Tandle Anita, Blazer Dan G, Libutti Steven K
Surgery Branch, Center for Cancer Research, National Cancer Institute, Bethesda, MD 20892 USA.
J Transl Med. 2004 Jun 25;2(1):22. doi: 10.1186/1479-5876-2-22.
With the role of angiogenesis in tumor growth and progression firmly established, considerable effort has been directed to antiangiogenic therapy as a new modality to treat human cancers. Antiangiogenic agents have recently received much widespread attention but strategies for their optimal use are still being developed. Gene therapy represents an attractive alternative to recombinant protein administration for several reasons. This review evaluates the potential advantages of gene transfer for antiangiogenic cancer therapy and describes preclinical gene transfer work with endogenous angiogenesis inhibitors demonstrating the feasibility of effectively suppressing and even eradicating tumors in animal models. Additionally, we describe the advantages and disadvantages of currently available gene transfer vectors and update novel developments in this field. In conclusion, gene therapy holds great promise in advancing antiangiogenesis as an effective cancer therapy and will undoubtedly be evaluated in human clinical trials in the near future.
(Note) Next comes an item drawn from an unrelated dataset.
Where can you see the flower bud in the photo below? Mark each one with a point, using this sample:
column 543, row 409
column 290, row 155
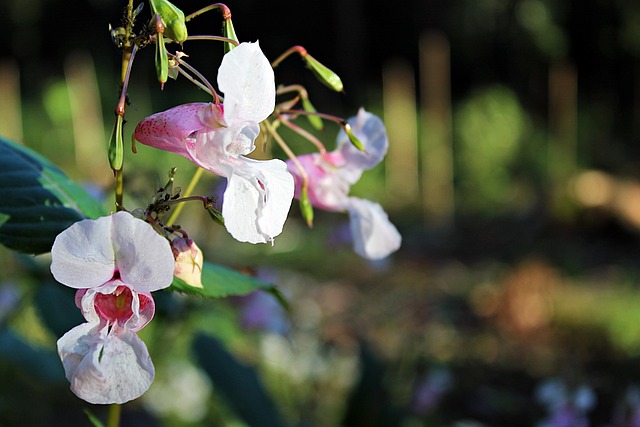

随着血管生成在肿瘤生长和进展中的作用得到明确确立,人们已付出巨大努力将抗血管生成疗法作为治疗人类癌症的一种新方法。抗血管生成药物最近受到了广泛关注,但仍在开发其最佳使用策略。由于多种原因,基因治疗是重组蛋白给药的一种有吸引力的替代方法。本综述评估了基因转移在抗血管生成癌症治疗中的潜在优势,并描述了使用内源性血管生成抑制剂的临床前基因转移工作,证明了在动物模型中有效抑制甚至根除肿瘤的可行性。此外,我们描述了当前可用基因转移载体的优缺点,并介绍了该领域的新进展。总之,基因治疗在推进抗血管生成作为一种有效的癌症治疗方法方面具有巨大潜力,并且无疑将在不久的将来在人类临床试验中进行评估。